Adding insult to injury, Rovio locked the last set of levels in their newest game, “Angry Birds: Space”, hiding them behind another $.99 microtransaction. The cheating eagle isn’t $.99 for unlimited uses, he’s not $.99 for twenty uses. But hey, whats another buck between friends? If you buy the last levels and just twenty eagles you have tripled their profits.
People have an unconscious desire to complete things. Seeing the outline of three stars but only having two or one of them filled in is a frustrating feeling and one that people will go great lengths to remedy.
Most games don’t sell power, they just sell convience. Sure, you could take the time to painstakingly try to get all of the stars on all of the levels in “Angry Birds” the old fashioned way that kids in the 80s and 90s had to, but playing the game over and over until you were perfect at it.
Even bigger games have been getting in on the fun. “Mass Effect 3” features a store wherein you can buy randomized equipment for real money. It’s cleverly done too because you can genuienly unlock all the equipement just by logging some serious time in the multiplayer modes.
It’s a fairly simple formula too, you can afford the best equipment packs after playing an average of four games.
The thing they are banking on is jealousy.

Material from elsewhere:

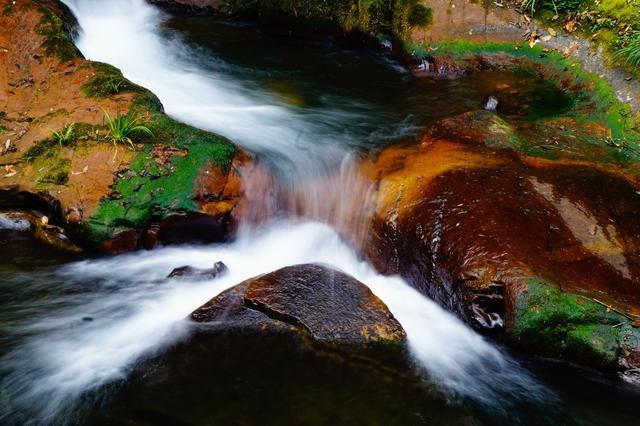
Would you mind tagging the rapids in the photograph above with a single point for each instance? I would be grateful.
(110, 313)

The first week “Mass Effect 3” was out I played the multiplayer for hours on end. I got enough in game credits to buy the most expense and best equipment pack. The first pack i bought contained mostly useless equipment not well suited to my personal playstyle. One of my friends playing with me got the rarest and arguably best weapon in the game on his first try.

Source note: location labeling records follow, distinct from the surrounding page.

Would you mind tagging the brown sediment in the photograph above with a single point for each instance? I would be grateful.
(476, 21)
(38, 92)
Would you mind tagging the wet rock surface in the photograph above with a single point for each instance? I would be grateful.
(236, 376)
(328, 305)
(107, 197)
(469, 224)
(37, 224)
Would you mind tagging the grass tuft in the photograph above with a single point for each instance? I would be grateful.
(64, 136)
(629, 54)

Motivated by envy and jealousy I decided to use a balance of real money on my Xbox Live account to “catch up” so to speak and I bought three more rare equipment packs at $1.99 each. After seeing the rare characters I unlocked in my packs both my brother and another friend used the balances on their real money balances on their accounts to buy equipment packs just to try and get something better than my stuff.
The easiest justification is “well, it’s only a dollar” and for most people that isn’t a problem, especially those with relatives who have completely given up on trying to come up with decent Christmas presents and have opted to just get iTunes gift cards for their younger loved ones.

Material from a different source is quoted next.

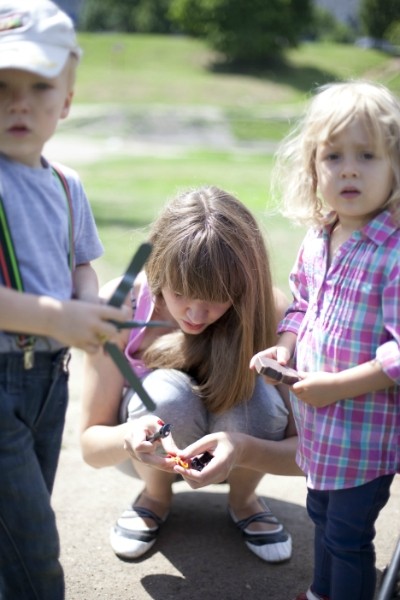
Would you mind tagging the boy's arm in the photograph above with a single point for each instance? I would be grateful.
(72, 322)
(322, 389)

Microtransactions aren’t by nature a bad thing, especially when it’s just convience. You just have to worry about when players can buy power, especially competitive power.
“Battlefield 3” for example now offers players the chance to unlock all of the weapons and vehciles in the game for a fee ($39.99) to give players with big wallets but little free time a chance to compete with the players who have logged dozens upon dozens of hours. That’s not convience, that’s power.
Microtransactions are quickly becoming a stable of modern gaming for better or for worse it looks like the pay extra for convience or power is here to stay.